CEO Mitesh Agrawal pointed to “energy availability” as a key bottleneck and described “memory” as the other major limiter for inference scaling. That theme is increasingly consistent with how operators think about deployment reality: rack power ceilings, air-cooling limits, and the cost of feeding ever-growing model weights and KV-cache traffic without turning inference into an energy sink.
What Positron is building Platform, not just a Chip
Positron positions its offering as an inference platform spanning systems available today and new silicon coming next:
1) Atlas: Shipping Transformer Inference Servers Today
Positron markets Atlas as a “Transformer Inference Server” that is shipping today, and it publishes system-level comparisons that emphasize tokens-per-watt and tokens-per-dollar versus GPU-based reference systems.
On its Atlas product page, Positron’s head-to-head example (Llama 3.1 8B, BF16) lists:
NVIDIA DGX H200: 5900W and 182 tokens/sec/user
Positron Atlas: 2000W and 280 tokens/sec/user along with claimed Perf/Watt (4.54×) and Perf/Dollar (3.08×) multipliers. These are company-published figures and should be treated as such until independently replicated.

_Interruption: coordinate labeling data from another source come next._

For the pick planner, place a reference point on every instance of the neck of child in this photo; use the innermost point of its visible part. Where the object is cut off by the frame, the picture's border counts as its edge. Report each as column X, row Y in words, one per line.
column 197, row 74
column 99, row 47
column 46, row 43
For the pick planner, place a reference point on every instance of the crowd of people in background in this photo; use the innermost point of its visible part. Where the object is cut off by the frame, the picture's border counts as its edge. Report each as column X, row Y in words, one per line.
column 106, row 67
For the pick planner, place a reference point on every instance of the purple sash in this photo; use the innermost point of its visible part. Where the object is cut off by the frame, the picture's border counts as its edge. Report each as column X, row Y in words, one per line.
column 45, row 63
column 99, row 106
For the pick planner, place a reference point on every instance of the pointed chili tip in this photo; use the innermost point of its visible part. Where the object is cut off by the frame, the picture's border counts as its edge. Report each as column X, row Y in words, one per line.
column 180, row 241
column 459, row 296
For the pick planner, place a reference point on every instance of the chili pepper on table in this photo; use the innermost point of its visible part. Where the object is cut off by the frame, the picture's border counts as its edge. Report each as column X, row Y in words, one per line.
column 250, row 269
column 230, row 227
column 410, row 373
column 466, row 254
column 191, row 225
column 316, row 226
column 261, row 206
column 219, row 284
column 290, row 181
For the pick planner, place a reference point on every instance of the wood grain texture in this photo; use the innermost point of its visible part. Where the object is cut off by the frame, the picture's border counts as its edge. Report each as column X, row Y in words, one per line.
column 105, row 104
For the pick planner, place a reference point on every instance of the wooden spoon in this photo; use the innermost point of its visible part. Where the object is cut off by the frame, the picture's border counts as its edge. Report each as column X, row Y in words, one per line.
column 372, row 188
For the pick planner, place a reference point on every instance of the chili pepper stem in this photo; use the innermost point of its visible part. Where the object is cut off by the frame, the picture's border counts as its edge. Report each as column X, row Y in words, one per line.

2) Asimov: “Memory-first” Custom Accelerator Silicon (coming in 2027)
Positron’s next step is Asimov, described as custom AI accelerator silicon “coming in 2027,” with headline specs that prioritize memory capacity and practical bandwidth.
Asimov’s published spec highlights include:
- 864GB to 2.3TB memory per chip
- 2.76 TB/s realizable memory bandwidth
- PCIe Gen6 x32 with CXL
- 400W TDP with air-cooling support
3) Titan: Next-generation Inference System Built around Asimov
Positron also previews Titan, a 4U “next-generation inference system” “coming in 2027,” described as powered by 4× Asimov with 8+TB memory per system and aggressive claims about parameter scale and context windows.
Titan’s page lists:
- 8+ TB Asimov memory plus 3+ TB host memory
- 11.8 TB/s system memory bandwidth
- “Supports up to 16 trillion parameters per server”
- “Supports 10 million+ tokens context window”
What “Memory-first Architecture” Means
Most AI accelerators have been marketed around peak compute. Positron is trying to flip the decision rule: start with the observation that transformer inference often spends significant time waiting on memory movement, weights, activations, and KV cache,t hen design the system so memory capacity and bandwidth don’t starve the compute.
Positron explicitly says Asimov is designed around memory bandwidth and capacity first, with compute “balanced to match.”
Two details matter for engineers and buyers watching this space:
- A different memory tradeoff (LPDDR over HBM): Positron says it chose commodity LPDDR5x over HBM, arguing HBM brings cost, power, and supply-chain risk—and that its architecture can achieve “comparable realized bandwidth” while delivering significantly higher capacity per chip.
- A roadmap aligned with emerging server I/O: Asimov lists PCIe Gen6 and CXL support, signaling a view of inference nodes as composable, memory-centric infrastructure rather than monolithic GPU islands.
Positron’s narrative is to make inference cheaper and easier to deploy at scale, especially in power-constrained environments.
Data Center Dynamics reports Positron’s Atlas is “currently shipping,” and describes it as fabricated by Intel in the U.S., while reiterating Positron’s focus on inference workloads.
Meanwhile, Positron’s own announcement emphasizes “shipping Atlas systems today” and frames Atlas as an American-fabricated and manufactured system aimed at dependable supply.
Inference Demand is Structural and Energy is the Tax
The makeup of the round is notable: the company highlighted financial trading firm involvement among co-leads, and EE Times reported Positron’s CEO described inbound interest as “insane,” framing the raise as a way to “go on offense” and scale production confidence.
TechCrunch also contextualized the raise within the broader push, by hyperscalers and AI firms, to reduce reliance on a single dominant accelerator supplier, while noting QIA’s growing interest in AI infrastructure themes.